U.S. Takes Further Actions to Alienate Cuba

Black silhouette of jet plane inside red circle with line through
No fly zone
Oct 22, 2019
WASHNGTON, DC – The Trump Administration announced last week, through the Department of Commerce, that they will discontinue Cuba’s ability to lease commercial planes and halt some forms of donations from the U.S.

The Administration said they will revoke licenses for existing leases of aircrafts to Cuban state-owned airlines and will deny future applications.  The Cuban government technically had the ability to generate revenue by transporting tourists on the leased aircrafts.

Additionally, the U.S. government will no longer allow donations of items for use in scientific, archeological, cultural, ecological, educational, historic preservation, or sporting activities to be made if the Cuban government is the recipient.  The ban extends to free promotional items that are intended to aid Cuba’s government.

This new wave of enforcement follows on the heels of the activation of Title III of the Helms-Burton Act in May of this year, allowing lawsuits in U.S. courts against both persons and domestic and foreign companies trafficking over property seized during the 1959 Cuban Revolution.  Additionally, Title IV of the same act was implemented, which denies travel visas on non-family travel and remittances from the U.S. into Cuba.

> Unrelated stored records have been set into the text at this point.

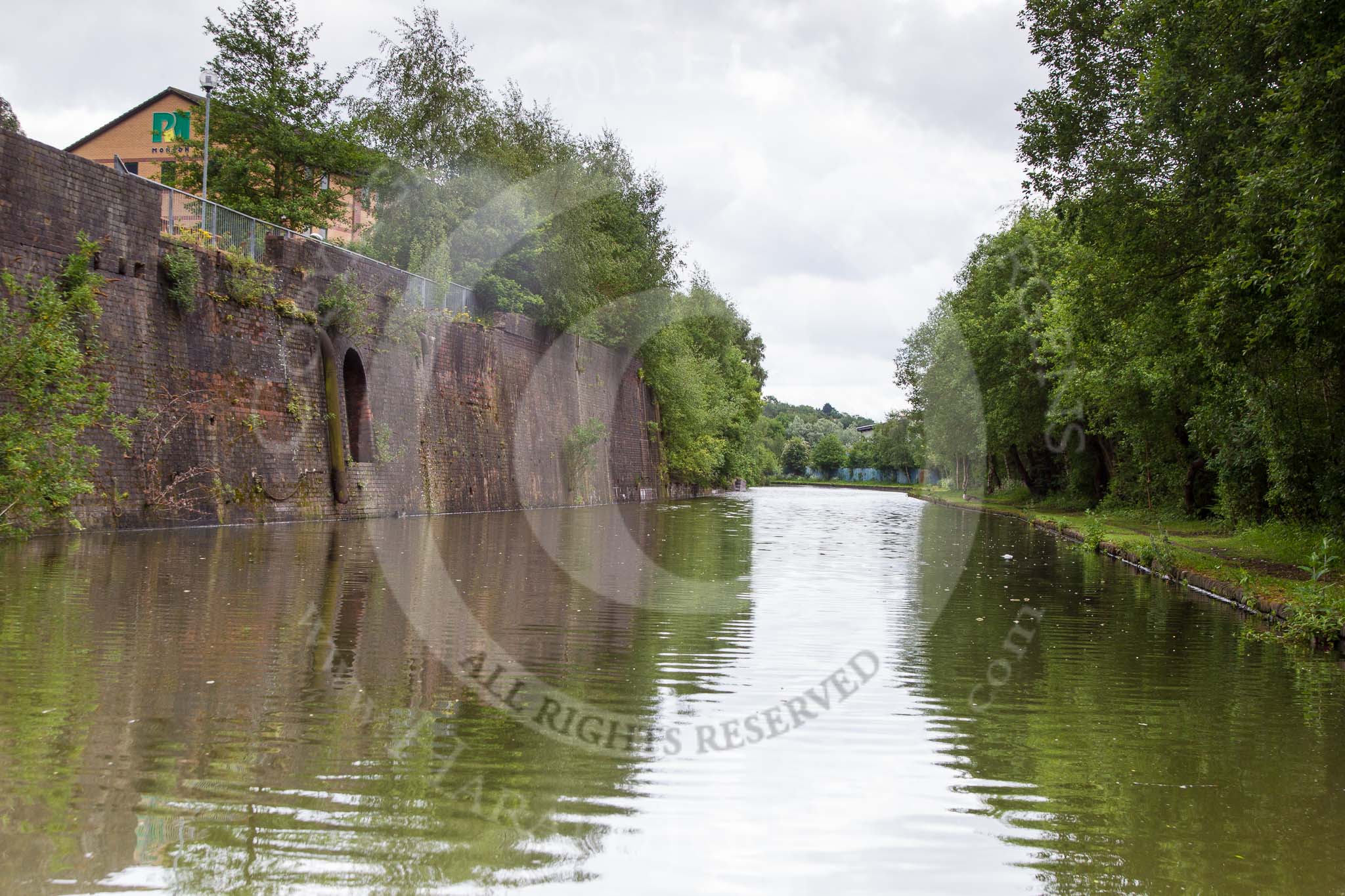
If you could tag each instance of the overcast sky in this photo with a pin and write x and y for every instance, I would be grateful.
(829, 164)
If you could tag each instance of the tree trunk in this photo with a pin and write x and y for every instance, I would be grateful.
(1189, 489)
(1021, 468)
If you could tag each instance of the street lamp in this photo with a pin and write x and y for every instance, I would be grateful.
(209, 79)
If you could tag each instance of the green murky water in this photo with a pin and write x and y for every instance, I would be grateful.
(309, 708)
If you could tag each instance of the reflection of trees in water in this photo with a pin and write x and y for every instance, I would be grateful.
(315, 746)
(1105, 802)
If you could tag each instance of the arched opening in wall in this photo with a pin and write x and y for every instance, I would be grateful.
(358, 416)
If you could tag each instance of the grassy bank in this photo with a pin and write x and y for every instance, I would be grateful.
(1259, 567)
(841, 484)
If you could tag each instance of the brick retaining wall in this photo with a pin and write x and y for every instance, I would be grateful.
(472, 417)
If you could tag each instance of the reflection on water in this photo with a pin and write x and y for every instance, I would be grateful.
(276, 708)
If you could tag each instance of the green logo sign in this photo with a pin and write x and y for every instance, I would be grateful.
(171, 125)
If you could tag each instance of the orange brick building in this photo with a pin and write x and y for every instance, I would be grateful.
(150, 139)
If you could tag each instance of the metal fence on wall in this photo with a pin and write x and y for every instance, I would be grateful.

“USA Rice continues to support a reasoned approach toward normalized trade with Cuba, including passage of legislation that would remove specific restrictions on financing and marketing of agricultural goods to Cuba,” said USA Rice President & CEO Betsy Ward.  “The 2018 Farm Bill permitted the use of USDA’s Market Access Program (MAP) and Foreign Market Development (FMD) funds in Cuba, however, given the broader geopolitical issues at play, it will be difficult to make progress both on the trade and legislative fronts.